A menos de 300 metros da pirâmide, a igreja matriz da Paróquia São Gabriel, outra obra projetada também para atrair os visitantes, acabou se tornando singular. De uma mera capela para 50 católicos, o templo ganhou imponência e exclusividade depois de uma reforma que durou cinco anos. Foi preciso a ajuda dos fiéis para a obra ser finalizada, em 2008. Idealizado pelo padre Gilberto Giacomoni, o espaço tem o interior completamente revestido de ametistas.
— Queríamos uma igreja diferenciada e ornamentada com o que é nosso, com o símbolo do sacrifício dos nossos trabalhadores. As pessoas estavam acostumadas com os pedaços de pedras nos galpões e não conseguiam imaginar paredes com elas — conta o pároco.
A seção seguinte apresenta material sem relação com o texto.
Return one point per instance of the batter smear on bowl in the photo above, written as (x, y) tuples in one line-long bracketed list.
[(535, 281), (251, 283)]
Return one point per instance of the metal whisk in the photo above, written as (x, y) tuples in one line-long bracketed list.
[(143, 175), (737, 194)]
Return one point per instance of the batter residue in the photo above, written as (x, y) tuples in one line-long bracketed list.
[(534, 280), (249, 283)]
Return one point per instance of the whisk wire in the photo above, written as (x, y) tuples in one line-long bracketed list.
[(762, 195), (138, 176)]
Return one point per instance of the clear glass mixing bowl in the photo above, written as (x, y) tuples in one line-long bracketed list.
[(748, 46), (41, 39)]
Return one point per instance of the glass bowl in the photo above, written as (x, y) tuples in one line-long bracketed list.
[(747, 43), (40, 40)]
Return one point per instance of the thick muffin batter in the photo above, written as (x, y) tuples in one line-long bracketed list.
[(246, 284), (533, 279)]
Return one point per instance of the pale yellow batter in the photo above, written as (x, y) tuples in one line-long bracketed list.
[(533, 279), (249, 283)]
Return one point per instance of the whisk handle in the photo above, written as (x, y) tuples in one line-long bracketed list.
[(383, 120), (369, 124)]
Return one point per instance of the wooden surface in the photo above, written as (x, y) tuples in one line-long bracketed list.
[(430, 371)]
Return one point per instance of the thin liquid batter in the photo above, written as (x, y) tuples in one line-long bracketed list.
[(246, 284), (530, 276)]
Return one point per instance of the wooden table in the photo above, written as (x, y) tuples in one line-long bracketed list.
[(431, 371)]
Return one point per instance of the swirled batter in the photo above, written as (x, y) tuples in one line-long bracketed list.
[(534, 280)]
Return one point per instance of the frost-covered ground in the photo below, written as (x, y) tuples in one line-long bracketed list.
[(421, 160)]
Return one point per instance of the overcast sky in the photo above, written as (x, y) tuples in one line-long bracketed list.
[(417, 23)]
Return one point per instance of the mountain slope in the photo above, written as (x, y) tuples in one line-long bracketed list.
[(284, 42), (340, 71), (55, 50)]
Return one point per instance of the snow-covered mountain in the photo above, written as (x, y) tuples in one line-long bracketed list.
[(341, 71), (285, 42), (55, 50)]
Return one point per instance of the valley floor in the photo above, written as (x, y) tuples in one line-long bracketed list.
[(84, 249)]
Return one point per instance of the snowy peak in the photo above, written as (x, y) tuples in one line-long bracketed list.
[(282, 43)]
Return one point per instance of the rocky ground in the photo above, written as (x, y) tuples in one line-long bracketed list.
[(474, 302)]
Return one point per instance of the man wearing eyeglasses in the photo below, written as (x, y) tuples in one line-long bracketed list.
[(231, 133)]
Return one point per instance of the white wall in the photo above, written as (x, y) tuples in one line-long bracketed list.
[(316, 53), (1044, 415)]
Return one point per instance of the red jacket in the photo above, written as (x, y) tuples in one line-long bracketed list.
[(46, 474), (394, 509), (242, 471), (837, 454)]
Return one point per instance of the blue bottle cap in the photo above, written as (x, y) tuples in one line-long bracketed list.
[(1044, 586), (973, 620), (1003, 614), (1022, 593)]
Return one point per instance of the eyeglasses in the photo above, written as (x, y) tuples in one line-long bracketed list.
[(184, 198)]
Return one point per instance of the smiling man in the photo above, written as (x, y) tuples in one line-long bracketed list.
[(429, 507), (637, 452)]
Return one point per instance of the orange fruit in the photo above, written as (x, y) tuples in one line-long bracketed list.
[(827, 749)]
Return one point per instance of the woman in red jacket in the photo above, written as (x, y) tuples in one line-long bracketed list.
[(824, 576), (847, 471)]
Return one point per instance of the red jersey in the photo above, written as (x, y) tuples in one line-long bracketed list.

Com a campanha liderada pelo padre Giacomoni, foram arrecadadas 50 toneladas de pedras. Muitos moradores participaram das rifas e almoços organizados pela paróquia. Alguns doaram dinheiro. A maioria colaborou com pedaços de ametistas, que chegavam até em sacolas de supermercado. Hoje, a igreja com capacidade para 400 pessoas sentadas tem também altar, pedestais e pia batismal ornamentados com as pedras. Tirando as doações de minerais, o custo chegou a R$ 800 mil.
A pedagoga Tatiana de Farias Müller, 40 anos, e o vendedor Marcio Müller, 41, moradores de Estância Velha, estiveram por dois dias na cidade em julho e impressionaram-se com a magnitude do prédio. O casal é luterano. Marcio conta que sempre gostou de cristais e teve curiosidade de conhecer a mística do município quando soube da história por meio de um site. Tatiana elogiou a atitude de Ametista do Sul:
— Achei incrível a cidade abraçar, bem na área central, a questão do sincronismo entre o místico e o religioso, simbolizados por esses belos monumentos (pirâmide e a igreja).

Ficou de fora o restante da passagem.